En conséquence, l’irrecevabilité et la prescription de l’action invoquées par le Valtiokonttori et le Docteur [R] [T] ne sauraient prospérer devant le juge des référés, en l’absence d’évidence et alors qu’une expertise est ordonnée, qui permettra notamment de retracer précisément les troubles dont se prévaut Madame [O] [E].
Partant, la fin de non-recevoir soulevée sera rejetée.
3-Sur la demande d’expertise
Aux termes de l’article 145 du Code de procédure civile, s’il existe un motif légitime de conserver et d’établir avant tout procès la preuve des faits dont pourrait dépendre la solution d’un litige, des mesures d’instruction légalement admissibles peuvent être ordonnées à la demande de tout intéressé, notamment en référé.
Justifie d’un motif légitime au sens de ce texte la partie qui démontre la probabilité de faits susceptibles d’être invoqués dans un litige éventuel.

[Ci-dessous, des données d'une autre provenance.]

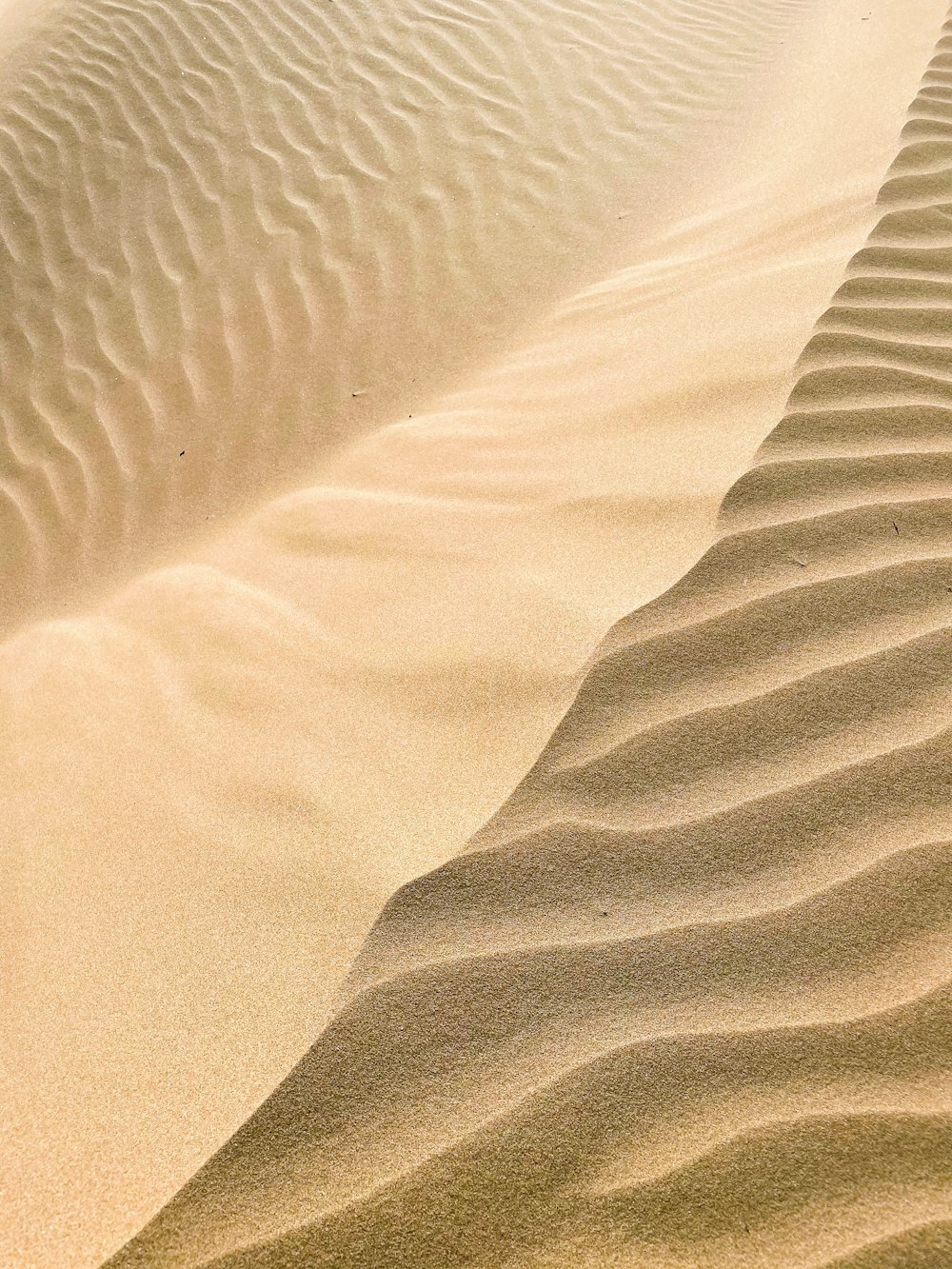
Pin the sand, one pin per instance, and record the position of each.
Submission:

Il en résulte que la preuve de la simple pertinence de l’allégation de faits dont le demandeur ne peut établir la preuve par ses propres moyens, constitue le motif légitime ouvrant droit au recours des dispositions de l’article 145 du Code de procédure civile.
****
En l’espèce, Madame [O] [E] produit notamment :
— un rapport d’examens radiographiques concernant la manipulation et la pose d’un plâtre le 30 janvier 2019, à l’hôpital TYKS-T en Finlande, concluant à une extension de la fracture et de la compression du pied et de la jambe ;
— un rapport d’examen médical établi le 29 avril 2024 à l’hôpital [Localité 18] Poincaré à [Localité 11] (Hautes-de-Seine) sur les troubles persistants qu’elle présente.
Au regard de ces éléments est caractérisé le motif légitime et, il sera fait droit à la mesure d’expertise sollicitée, laquelle ne porte pas préjudice aux droits et obligations dont les parties sont titulaires dans le cadre d’un futur procès.
Le coût des expertises sera avancé par Madame [O] [E] qui y a intérêt.
La présente ordonnance sera commune à la CPAM de Seine-[Localité 19].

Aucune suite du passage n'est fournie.